Research Interests
Mission Statement
The long-term goal of the department is to understand the mechanisms
underlying variation in adaptive traits. As a prerequisite, the
genes that are used by wild plants and animals to create phenotypic
diversity need to be defined. By integrating a mechanistic understanding
of genetic networks with an understanding of the adaptive significance
of trait variation, it should be possible to identify functionally
divergent alleles in natural populations. This knowledge can be
used to understand the genetic mechanisms underlying adaptive change,
and to predict the performance of natural populations under changing
environmental conditions.
Overview
The department focuses on two aspects of development: its mechanistic foundation,
which is being studied in the reference organisms Arabidopsis thaliana and
Drosophila melanogaster; and the genetic and genomic basis of naturally occurring
variation, which is being studied in Arabidopsis as well as the guppy, Poecilia
reticulata.
Multicellularity, and thus the necessity to build complex patterns
from individual cells, evolved independently in animals and plants.
Hence, a comparison of pattern formation in the two groups allows
one to distinguish mechanisms and signalling processes that are in?dispensable
for morphogenesis from those that can be substituted by new ones.
Interactions in transcriptional and microRNA networks are examples
of common mechanisms that are being studied, while the direct transfer
of signalling molecules between cells is an example of a divergent
mechanism unique to plants.
A largely plant-specific phenomenon is the tremendous plasticity
of post-embryonic development in genetically identical individuals.
Plants therefore offer an exceptional opportunity to understand the
interplay between environmental signals and hard-wired developmental
programs.
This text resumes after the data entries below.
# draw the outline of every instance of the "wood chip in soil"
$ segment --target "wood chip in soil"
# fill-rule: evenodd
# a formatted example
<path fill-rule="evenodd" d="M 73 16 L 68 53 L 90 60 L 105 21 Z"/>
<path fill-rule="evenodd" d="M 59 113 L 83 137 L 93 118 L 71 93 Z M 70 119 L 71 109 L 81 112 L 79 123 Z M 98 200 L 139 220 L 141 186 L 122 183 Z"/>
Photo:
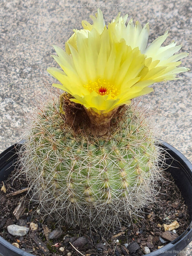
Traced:
<path fill-rule="evenodd" d="M 181 235 L 190 223 L 187 207 L 173 179 L 168 173 L 165 172 L 164 176 L 165 179 L 159 182 L 160 193 L 155 203 L 145 209 L 143 218 L 131 226 L 124 224 L 115 234 L 104 237 L 102 234 L 105 230 L 101 230 L 100 234 L 92 231 L 91 236 L 90 231 L 68 229 L 64 225 L 60 229 L 51 218 L 42 219 L 37 212 L 37 205 L 29 207 L 27 198 L 23 207 L 23 194 L 15 193 L 27 187 L 26 182 L 11 178 L 4 182 L 6 193 L 0 191 L 0 236 L 11 243 L 17 243 L 23 250 L 37 256 L 79 256 L 81 254 L 78 251 L 86 256 L 143 255 L 145 247 L 151 252 L 155 250 L 158 246 L 167 244 Z M 7 197 L 9 194 L 14 195 Z M 15 214 L 17 206 L 21 202 L 22 207 Z M 175 221 L 179 227 L 175 231 L 165 231 L 163 224 L 169 224 Z M 14 237 L 7 232 L 9 225 L 29 227 L 32 222 L 37 224 L 38 228 L 30 230 L 23 237 Z"/>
The model being used in the department is the control of
flowering by factors such as day length and ambient temperature.
Developmental plasticity is also apparent between genetically distinct
individuals, both within species and between closely related ones.
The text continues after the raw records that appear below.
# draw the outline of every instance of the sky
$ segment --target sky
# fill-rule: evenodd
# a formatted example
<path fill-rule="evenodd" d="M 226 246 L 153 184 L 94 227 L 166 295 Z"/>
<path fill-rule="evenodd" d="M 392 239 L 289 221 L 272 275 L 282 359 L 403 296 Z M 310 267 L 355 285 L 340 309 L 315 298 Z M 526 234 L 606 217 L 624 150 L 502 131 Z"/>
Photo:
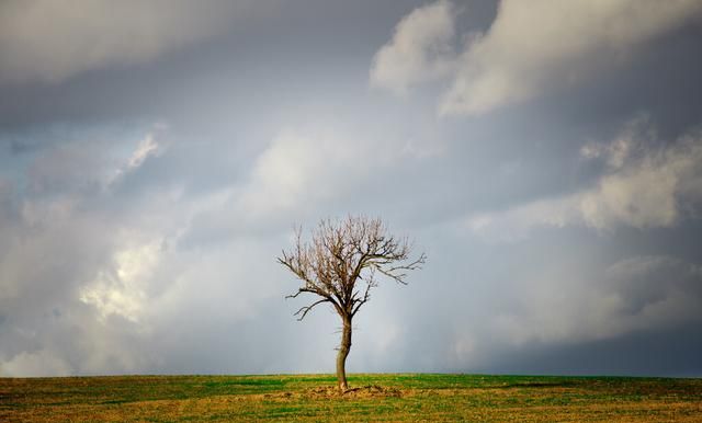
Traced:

Because much is known about the molecular basis of flowering control,
the department studies the onset of reproductive development as a
model adaptive trait in Arabidopsis.
A very different approach has been chosen for the study of related
questions in animals. Unfortunately, the ecology of traditional models
for genetic studies such as Drosophila or C. elegans is only poorly
understood. There are, however, a few organisms in which questions
of ecology and short-term evolution have been extensively investigated,
among them the guppy. Because husbandry of guppies is fairly simple,
and because it is today much easier to generate genomic resources
than to develop a detailed ecological picture for a species of choice,
the guppy has been selected to study adaptive variation in animals.